Involvement of AMP-activated protein kinase in thrombin-stimulated interleukin 6 synthesis in osteoblasts

• Published in: Journal of molecular endocrinology Vol. 49; no. 1; pp. 47 - 55
• Main Authors: Tokuda, H, Kato, K, Natsume, H, Kondo, A, Kuroyanagi, G, Matsushima-Nishiwaki, R, Ito, Y, Otsuka, T, Kozawa, O
• Format: Journal Article
• Language: English
• Published: England Society for Endocrinology 01.08.2012
• Subjects: Acetyl-CoA Carboxylase - metabolism; AMP-Activated Protein Kinases - genetics; AMP-Activated Protein Kinases - metabolism; Animals; Bone Morphogenetic Protein 2 - metabolism; Cell Line; Gene Silencing; Interleukin-6 - biosynthesis; Interleukin-6 - genetics; JNK Mitogen-Activated Protein Kinases - metabolism; Mice; Mitogen-Activated Protein Kinase 1 - metabolism; Osteoblasts - drug effects; Osteoblasts - metabolism; p38 Mitogen-Activated Protein Kinases - metabolism; Phosphorylation - drug effects; Pyrazoles - pharmacology; Pyrimidines - pharmacology; Regular papers; Thrombin - pharmacology; Transcription, Genetic - drug effects
• ISSN: 0952-5041; 1479-6813
• DOI: 10.1530/JME-11-0165

We previously demonstrated that thrombin stimulates synthesis of interleukin 6 (IL6), a potent bone resorptive agent, in part via p44/p42 MAP kinase and p38 MAP kinase but not through stress-activated protein kinase/c-Jun N-terminal kinase (SAPK/JNK) among the MAP kinase superfamily in osteoblast-like MC3T3-E1 cells.

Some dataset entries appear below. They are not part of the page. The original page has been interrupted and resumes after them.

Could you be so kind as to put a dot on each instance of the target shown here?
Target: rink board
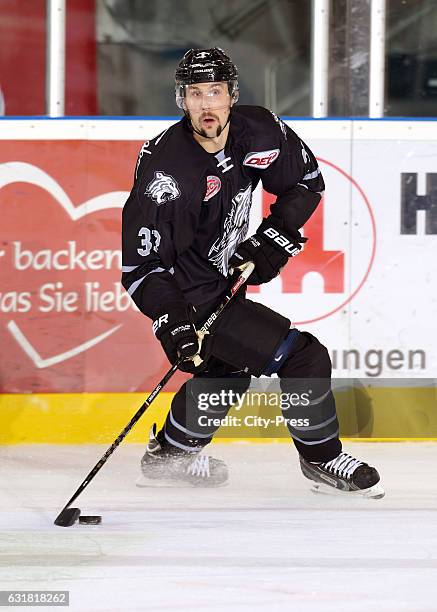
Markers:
(384, 413)
(72, 342)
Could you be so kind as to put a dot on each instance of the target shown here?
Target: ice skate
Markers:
(344, 475)
(163, 465)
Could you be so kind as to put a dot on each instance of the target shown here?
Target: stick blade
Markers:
(67, 517)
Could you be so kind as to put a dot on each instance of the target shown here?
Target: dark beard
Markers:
(219, 131)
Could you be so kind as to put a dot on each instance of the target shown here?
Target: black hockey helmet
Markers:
(204, 66)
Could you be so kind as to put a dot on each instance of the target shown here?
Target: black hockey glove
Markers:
(269, 249)
(177, 334)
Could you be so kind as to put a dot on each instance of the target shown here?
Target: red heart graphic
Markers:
(66, 323)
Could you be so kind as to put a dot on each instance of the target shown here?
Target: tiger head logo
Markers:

In this study, we investigated the involvement of AMP-activated protein kinase (AMPK), a regulator of energy metabolism, in thrombin-stimulated IL6 synthesis in MC3T3-E1 cells. The phosphorylation of p44/p42 MAP kinase, p38 MAP kinase, SAPK/JNK, or AMPK was determined by western blot analysis. The release of IL6 was determined by the measurement of IL6 concentration in the conditioned medium using an ELISA kit. The expression of IL6 mRNA was determined by RT-PCR. Thrombin time dependently induced the phosphorylation of AMPK α-subunit (Thr-172). Compound C, an inhibitor of AMPK, dose-dependently suppressed the thrombin-stimulated IL6 release in the range between 0.3 and 10 μM. Compound C reduced thrombin-induced acetyl-CoA carboxylase phosphorylation. The IL6 mRNA expression induced by thrombin was markedly reduced by compound C. Downregulation of AMPK by siRNA suppressed the thrombin-stimulated IL6 release. The thrombin-induced phosphorylation of p44/p42 MAP kinase and p38 MAP kinase was inhibited by compound C, which failed to affect SAPK/JNK phosphorylation. These results strongly suggest that AMPK regulates thrombin-stimulated IL6 synthesis via p44/p42 MAP kinase and p38 MAP kinase in osteoblasts.